|Cheng, Qiang - UNIVERSITY OF TEXAS|
|Szaniszlo, Paul - UNIVERSITY OF TEXAS|
Submitted to: American Society for Microbiology Annual Meeting
Publication Type: Abstract Only
Publication Acceptance Date: June 10, 2005
Publication Date: July 5, 2005
Citation: Wheeler, M.H., Cheng, Q., Puckhaber, L.S., Szaniszlo, P. 2005. Evidence for heptaketide melanin biosynthesis and chain-shortening of the melanin precursor YWA1 to 1,3,6,8-tetrahydroxynaphthalene in Wangiella (Exophiala) dermatitidis [abstract]. American Society for Microbiology. p. 266. Technical Abstract: It is reported that cell wall melanin in many black fungi, including the human pathogen W. dermatitidis, is synthesized from 1,8-dihydroxynaphthalene (D2HN) via a pentaketide pathway.
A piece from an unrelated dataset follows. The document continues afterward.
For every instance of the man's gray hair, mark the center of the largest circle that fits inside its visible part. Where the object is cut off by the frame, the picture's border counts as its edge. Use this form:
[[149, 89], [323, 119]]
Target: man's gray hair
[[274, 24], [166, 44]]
In these fungi, 1,3,6,8-tetrahydroxynaphthalene (T4HN), an early precursor in the pathway, is believed to be produced directly from malonyl-CoA and acetyl-CoA by type-1 polyketide synthases (PKSs). In contrast, the bluish-gray pigment in conidial walls of Aspergillus fumigatus is produced by a heptaketide pathway. Although A. fumigatus produces most of the melanin precursors made by black fungi, it synthesizes T4HN hydrolytically by chain shortening from an upstream 14-carbon precursor, YWA1, which has not been found in a black fungus. The YWA1 is made by PKS and then converted to T4HN by the enzyme Ayglp. In this study, we investigated whether W. dermatitidis produces T4HN via chain shortening of a heptaketide precursor, such as YWA1. A yellow pigment-producing mutant of W. dermatitidis, WdBrm1, was generated by random molecular genetic insertion of vector pLZ70. After the gene was cloned, it was found to encode an otholog of Ayg1p (amino acid identity, 39%; similarity, 55%), and named WdYG1 (GenBank # AY667610). This suggested that W. dermatitidis produces an enzyme that metabolizes YWA1 to T4HN. Chemical analyses of culture filtrates demonstrated that melanin biosynthesis was blocked in WdBrm1. The disrupted gene prevented the synthesis of T4HN and other downstream precursors, resulting in the accumulation of pathway precursors upstream of T4HN. When the metabolites from WdBrm1, including a compound with a UV-spectrum identical to that of YWA1, were fed to an albino strain of W. dermatitidis, it produced a black pigment. With addition of tricyclazole, an inhibitor of the enzyme that reduces T4HN, the albino failed to produce the black pigment and its cultures accumulated flaviolin, an autoxidative product of T4HN. These results indicate that the albino produced D2HN- melanin, and that W. dermatitidis and possibly other black fungi produce D2HN-melanin via YWA1 and a heptaketide pathway rather than by the pentaketide pathway as reported previously.